"Happiness is a direction, not a place." Begitu nasihat salah satu penulis di Amerika sana. Ia sudah tutup usia, tetap Lionel Messi masih bisa menjawab pertanyaan dalam hidupnya: di manakah ia bisa meraih kebahagiaan?
Kisah Lionel Messi yang hendak meninggalkan klub yang telah membesarkannya dan memberikan segala kemewahan idaman seluruh pesepak bola di muka bumi menghebohkan jagat sepak bola.
Messi merasakan saat telah tiba... ia sudah "cukup". Messi lahir 24 Juni 1987 di Rosario, Argentina. Pada 2001, ia sudah bergabung bersama akademi Barcelona di Spanyol.
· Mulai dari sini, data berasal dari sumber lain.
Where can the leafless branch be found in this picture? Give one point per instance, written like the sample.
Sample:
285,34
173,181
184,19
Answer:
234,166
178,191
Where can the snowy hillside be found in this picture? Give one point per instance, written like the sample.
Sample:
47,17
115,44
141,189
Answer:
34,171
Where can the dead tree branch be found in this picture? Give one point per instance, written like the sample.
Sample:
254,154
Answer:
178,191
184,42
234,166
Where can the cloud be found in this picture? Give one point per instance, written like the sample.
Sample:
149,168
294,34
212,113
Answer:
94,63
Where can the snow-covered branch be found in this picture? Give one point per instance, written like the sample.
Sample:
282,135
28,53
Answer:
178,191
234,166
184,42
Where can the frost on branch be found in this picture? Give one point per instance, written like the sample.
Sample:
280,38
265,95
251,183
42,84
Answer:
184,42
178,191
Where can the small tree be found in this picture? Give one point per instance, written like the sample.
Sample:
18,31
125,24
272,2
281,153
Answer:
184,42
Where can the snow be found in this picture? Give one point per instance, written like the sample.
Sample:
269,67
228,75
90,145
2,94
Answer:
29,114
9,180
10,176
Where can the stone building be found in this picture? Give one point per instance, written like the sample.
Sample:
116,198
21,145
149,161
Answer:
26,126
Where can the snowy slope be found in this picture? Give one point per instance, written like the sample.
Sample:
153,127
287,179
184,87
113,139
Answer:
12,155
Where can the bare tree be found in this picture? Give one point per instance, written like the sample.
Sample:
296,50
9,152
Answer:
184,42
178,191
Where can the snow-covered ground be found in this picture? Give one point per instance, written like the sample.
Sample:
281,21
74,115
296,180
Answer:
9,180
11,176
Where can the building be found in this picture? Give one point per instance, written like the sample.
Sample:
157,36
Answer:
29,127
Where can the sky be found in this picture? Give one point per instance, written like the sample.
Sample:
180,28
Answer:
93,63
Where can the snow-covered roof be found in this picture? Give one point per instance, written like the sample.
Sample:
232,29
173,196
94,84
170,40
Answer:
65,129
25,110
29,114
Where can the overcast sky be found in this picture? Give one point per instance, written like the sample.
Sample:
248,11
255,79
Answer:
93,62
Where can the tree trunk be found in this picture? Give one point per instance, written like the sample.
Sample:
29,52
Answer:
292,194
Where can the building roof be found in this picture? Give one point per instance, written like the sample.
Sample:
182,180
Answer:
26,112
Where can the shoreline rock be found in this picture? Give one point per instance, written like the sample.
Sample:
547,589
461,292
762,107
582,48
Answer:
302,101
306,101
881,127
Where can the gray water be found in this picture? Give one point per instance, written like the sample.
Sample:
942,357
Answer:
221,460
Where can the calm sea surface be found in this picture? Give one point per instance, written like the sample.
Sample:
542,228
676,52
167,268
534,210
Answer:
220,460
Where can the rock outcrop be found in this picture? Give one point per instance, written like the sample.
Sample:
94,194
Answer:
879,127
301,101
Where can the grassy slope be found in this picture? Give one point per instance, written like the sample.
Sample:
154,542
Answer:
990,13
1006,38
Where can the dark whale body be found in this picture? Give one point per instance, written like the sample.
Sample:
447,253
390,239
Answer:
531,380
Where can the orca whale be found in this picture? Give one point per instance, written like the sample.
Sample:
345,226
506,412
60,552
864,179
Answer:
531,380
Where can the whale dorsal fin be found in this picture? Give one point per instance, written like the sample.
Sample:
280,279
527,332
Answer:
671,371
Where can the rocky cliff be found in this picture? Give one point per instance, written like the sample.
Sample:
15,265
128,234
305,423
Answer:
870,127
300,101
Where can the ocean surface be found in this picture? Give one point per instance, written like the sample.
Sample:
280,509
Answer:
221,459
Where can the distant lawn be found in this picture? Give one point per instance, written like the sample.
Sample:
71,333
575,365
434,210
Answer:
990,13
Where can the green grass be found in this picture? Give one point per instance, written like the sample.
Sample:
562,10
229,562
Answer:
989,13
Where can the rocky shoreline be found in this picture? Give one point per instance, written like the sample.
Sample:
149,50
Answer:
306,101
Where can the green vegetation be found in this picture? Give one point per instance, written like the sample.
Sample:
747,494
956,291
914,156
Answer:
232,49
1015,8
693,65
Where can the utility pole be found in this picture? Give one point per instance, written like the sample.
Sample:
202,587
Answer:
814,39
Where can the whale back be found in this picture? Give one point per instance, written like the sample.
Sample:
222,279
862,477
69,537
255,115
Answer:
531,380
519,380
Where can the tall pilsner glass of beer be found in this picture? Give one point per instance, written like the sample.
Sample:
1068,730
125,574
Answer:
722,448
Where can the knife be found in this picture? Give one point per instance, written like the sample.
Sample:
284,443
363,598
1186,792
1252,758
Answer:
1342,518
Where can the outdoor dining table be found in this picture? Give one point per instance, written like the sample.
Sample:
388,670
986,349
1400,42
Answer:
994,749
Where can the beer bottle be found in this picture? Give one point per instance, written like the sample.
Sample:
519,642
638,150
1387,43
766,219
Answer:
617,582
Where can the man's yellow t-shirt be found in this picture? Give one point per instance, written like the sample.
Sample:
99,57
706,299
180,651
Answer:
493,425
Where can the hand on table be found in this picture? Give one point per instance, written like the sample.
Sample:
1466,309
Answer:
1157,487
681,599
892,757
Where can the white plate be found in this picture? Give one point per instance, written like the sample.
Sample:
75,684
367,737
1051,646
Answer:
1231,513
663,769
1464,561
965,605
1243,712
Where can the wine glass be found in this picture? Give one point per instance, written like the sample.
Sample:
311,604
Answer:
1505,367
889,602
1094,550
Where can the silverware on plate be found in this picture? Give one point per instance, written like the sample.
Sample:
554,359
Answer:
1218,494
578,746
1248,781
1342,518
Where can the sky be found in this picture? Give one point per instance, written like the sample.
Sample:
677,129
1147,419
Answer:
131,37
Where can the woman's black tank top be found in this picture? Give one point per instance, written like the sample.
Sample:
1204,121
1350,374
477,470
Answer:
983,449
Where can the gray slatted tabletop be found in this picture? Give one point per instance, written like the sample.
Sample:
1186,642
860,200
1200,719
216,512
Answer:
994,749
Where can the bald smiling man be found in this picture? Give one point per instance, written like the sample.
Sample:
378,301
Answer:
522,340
Remaja yang kalau duduk di bangku sekolah masih pelajar SMP.
Bertumpuk gelar juara dan penghargaan pribadi ia raih bersama Barcelona. Situasi kerap berubah seiring pergantian pengelola klub dan pelatih, Messi bertahan di Barcelona. Ada "pertolongan" terhadap pertumbuhan fisik Messi dari Barcelona yang tak bisa diabaikan begitu saja.
Tapi, ketika Juli 2020 muncul berita keinginan Messi pergi, tentulah mencuat pertanyaan: "Apakah Messi sudah tidak bahagia berada di Barcelona?"
Kalau dibuat film, memang cocok diberi judul "Pursuit of Happiness"... ya, Messi ingin mengejar kebahagiaan yang tak lagi ia dapatkan di Camp Nou. Atau, bahkan mungkin di Kota Barcelona itu sendiri.
Bagaimana mungkin seseorang bisa bekerja dengan baik dan mengeluarkan seluruh kemampuannya bila tidak bahagia?
Bahagia itu perkara bukan tempat... melainkan arah tujuan. Begitu kata Sydney J. Harris.
Kini, bersama pelatih baru Barcelona, Ronald Koeman, Messi harus membuktikan bahwa keberadaannya di Barcelona, entah itu terpaksa atau sukarela, tidak mengurangi ambisinya bermain mengeluarkan kemampuan terbaiknya.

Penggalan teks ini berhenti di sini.